Akhir dari session 2 tersebut, SMP kami memenangi grup 2 dan berhak melawan 4
tim lain di semifinal. Kami semua senang, kombinasi unik nan apik dirangkai
kisah epik dan aksi yang ciamik menutup hari kami. Seminggu kemudian, kami akan
kembali bertanding.
………………………………………….
Kawan, maafkanku yang mesti
kusingkat cerita ini karena ternyata di semifinal kami dikalahkan oleh SMP BPK
Penabur Kota. Cerita epik kami bertiga akhirnya terhenti, namun kami senang
karena kami kalah dengan terhormat dan sejak saat itu madding-mading penuh
dengan nama kami bertiga.
Aku masih sering bertemu Ryan
setelah itu, namun ku jarang bertemu dengan Edo yang memang berbeda kelas
dengan kami. Tapi, ternyata Tuhan menakdirkan aku dan Edo berada dalam satu
SMA. Sedangkan, Ryan meski berbeda SMA namun kami masih sering berjumpa satu
bulan satu kali di warung Bi Karni atau di rental playstation. Bahkan, kami berteman akrab setelah 9 tahun kejadian
lomba tersebut, Edo yang memang pernah 6 tahun satu sekolah dengan Ryan, seakan
bertemu kembali dengan partner logaritma-nya. Aku merasa memiliki 2
cermin refleksi dalam hidupku.
5 tahun berlalu, malam perpisahan
sekolah berlangsung meriah dan setiap siswa merayakannya. Aku dan Edo dalam
tempat dan waktu yang sama saling tertawa dan bercerita sulitnya menempuh
beberapa pelajaran. Nun di lain tempat, Ryan bersama teman-temanya pula
merayakan kelulusan SMA dengan pesta adat. Kami, kemudian mengambil formulir
pendaftaran perguruan tinggi untuk melanjutkan sekolah.
“Yan, gimana kabarmu?, menghilang
kau coba ku tebak kau pasti mendaftar di jurusan matematika kan?”, tanyaku.

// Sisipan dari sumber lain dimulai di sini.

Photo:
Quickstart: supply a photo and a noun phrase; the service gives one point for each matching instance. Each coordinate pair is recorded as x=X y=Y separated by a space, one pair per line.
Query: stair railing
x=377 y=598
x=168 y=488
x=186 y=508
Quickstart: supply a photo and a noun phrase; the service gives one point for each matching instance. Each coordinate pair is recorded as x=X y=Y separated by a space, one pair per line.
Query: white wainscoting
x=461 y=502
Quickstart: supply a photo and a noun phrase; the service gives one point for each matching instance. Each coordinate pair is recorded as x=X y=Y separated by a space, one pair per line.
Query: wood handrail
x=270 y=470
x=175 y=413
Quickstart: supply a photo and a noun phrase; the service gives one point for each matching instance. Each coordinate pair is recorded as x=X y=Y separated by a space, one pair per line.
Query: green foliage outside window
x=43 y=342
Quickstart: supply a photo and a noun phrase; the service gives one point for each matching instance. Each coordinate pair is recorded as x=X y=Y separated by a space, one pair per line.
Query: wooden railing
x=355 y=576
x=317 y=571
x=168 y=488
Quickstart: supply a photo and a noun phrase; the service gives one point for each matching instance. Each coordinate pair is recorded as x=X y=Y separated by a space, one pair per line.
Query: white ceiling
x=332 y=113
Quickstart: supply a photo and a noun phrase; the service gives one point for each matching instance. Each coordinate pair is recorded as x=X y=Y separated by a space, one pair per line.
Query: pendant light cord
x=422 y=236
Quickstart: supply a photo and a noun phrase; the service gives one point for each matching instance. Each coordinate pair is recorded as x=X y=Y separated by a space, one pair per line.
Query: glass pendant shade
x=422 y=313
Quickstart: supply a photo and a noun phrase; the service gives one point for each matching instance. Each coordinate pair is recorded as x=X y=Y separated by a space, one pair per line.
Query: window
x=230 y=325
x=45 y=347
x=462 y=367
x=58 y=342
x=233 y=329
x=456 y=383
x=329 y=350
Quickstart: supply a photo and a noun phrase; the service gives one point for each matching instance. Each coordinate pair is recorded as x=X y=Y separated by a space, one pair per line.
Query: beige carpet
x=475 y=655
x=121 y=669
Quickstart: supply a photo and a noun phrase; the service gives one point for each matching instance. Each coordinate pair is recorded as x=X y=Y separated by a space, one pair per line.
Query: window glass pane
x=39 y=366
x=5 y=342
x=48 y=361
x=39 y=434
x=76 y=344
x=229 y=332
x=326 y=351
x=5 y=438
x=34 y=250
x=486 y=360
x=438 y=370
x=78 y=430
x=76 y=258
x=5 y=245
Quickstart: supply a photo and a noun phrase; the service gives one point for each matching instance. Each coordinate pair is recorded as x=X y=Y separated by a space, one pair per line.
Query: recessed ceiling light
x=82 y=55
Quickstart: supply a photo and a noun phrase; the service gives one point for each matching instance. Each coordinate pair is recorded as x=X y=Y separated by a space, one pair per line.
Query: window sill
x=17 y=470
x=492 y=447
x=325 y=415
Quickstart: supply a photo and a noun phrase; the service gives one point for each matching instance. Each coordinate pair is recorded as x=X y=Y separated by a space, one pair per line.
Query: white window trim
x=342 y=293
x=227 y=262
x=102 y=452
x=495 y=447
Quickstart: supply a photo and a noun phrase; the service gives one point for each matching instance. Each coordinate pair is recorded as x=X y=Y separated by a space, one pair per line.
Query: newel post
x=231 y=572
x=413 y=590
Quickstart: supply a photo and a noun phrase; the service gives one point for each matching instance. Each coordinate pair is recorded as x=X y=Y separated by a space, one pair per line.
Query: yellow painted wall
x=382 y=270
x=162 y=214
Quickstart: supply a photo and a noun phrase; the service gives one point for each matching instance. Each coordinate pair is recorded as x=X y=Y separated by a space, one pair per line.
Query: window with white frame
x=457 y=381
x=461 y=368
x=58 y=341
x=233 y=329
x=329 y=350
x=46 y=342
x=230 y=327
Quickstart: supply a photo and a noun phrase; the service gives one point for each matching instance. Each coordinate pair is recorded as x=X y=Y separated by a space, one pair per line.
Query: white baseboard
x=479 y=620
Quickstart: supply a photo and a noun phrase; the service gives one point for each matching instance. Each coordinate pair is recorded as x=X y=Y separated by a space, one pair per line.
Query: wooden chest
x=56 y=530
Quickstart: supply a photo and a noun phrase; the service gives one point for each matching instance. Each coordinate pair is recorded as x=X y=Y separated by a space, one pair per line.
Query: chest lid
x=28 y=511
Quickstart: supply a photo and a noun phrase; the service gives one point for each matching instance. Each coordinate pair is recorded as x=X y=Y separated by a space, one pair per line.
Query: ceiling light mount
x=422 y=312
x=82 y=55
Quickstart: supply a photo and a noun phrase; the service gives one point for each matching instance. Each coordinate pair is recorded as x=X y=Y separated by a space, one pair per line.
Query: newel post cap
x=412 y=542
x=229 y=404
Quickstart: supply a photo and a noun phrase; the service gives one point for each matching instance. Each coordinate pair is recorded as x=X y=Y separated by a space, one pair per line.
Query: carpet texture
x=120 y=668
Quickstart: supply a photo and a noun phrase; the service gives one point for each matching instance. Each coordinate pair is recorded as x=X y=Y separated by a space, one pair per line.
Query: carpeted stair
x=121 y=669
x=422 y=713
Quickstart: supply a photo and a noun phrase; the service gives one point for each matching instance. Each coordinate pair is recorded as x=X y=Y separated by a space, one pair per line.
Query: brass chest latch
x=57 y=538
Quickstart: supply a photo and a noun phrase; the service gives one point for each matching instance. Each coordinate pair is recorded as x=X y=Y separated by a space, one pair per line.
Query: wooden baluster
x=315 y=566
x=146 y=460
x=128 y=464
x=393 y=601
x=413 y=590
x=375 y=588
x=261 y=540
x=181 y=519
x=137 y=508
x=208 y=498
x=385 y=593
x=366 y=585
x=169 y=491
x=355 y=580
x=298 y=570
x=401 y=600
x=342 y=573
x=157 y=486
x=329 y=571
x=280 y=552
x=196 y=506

“Kau salah kini dit, bagaimana
denganmu do?” tanya Ryan pada Edo.
“Ayah memintaku untuk kuliah di
pendidikan vokasi saja (D3) tapi, nampaknya bukan matematika”, jawab Edo.
“Ah, sudahlah santai saja tak
perlulah kita ngotot jalan hidup memang kadang berubah”, Ryan menenangkan. “Aku
pun begitu, sebentar lagi mungkin aku berurusan dengan Tuan Einstein dan Newton
di pendidikan fisika, ku tebak kau dit pasti kau pun tak mengambil matematika”,
imbuhnya.
“Kau benar yan, akhirnya kita
bertemu di persimpangan sudah kita berbeda kampus. Esok ku hadapi berjubel
hafalan nama latin nun aneh dan jarang lagi kutemui rumus-rumus π, sinus, atau
cosinus”, jawabku.
Tuhan, kadang mematangkan kita
dengan jalan berbeda. Edo menyelesaikan studinya selama 3 tahun, kemudian Adit
4 tahun, dan terakhir justru Ryan selama 4 tahun 8 bulan. Tuhan menciptakan
matematika, namun matematika pula yang ditugaskan Tuhan untuk memisahkan kita
bertiga. Rasanya ingin sekali, kami merevisi tulisan 9 tahun lalu di mading
SMP, sebuah artikel berjudul “Karena Matematika kita berpisah” untuk membalas
berita “Matematika yang menyatukan 3 orang siswa di sekolah”.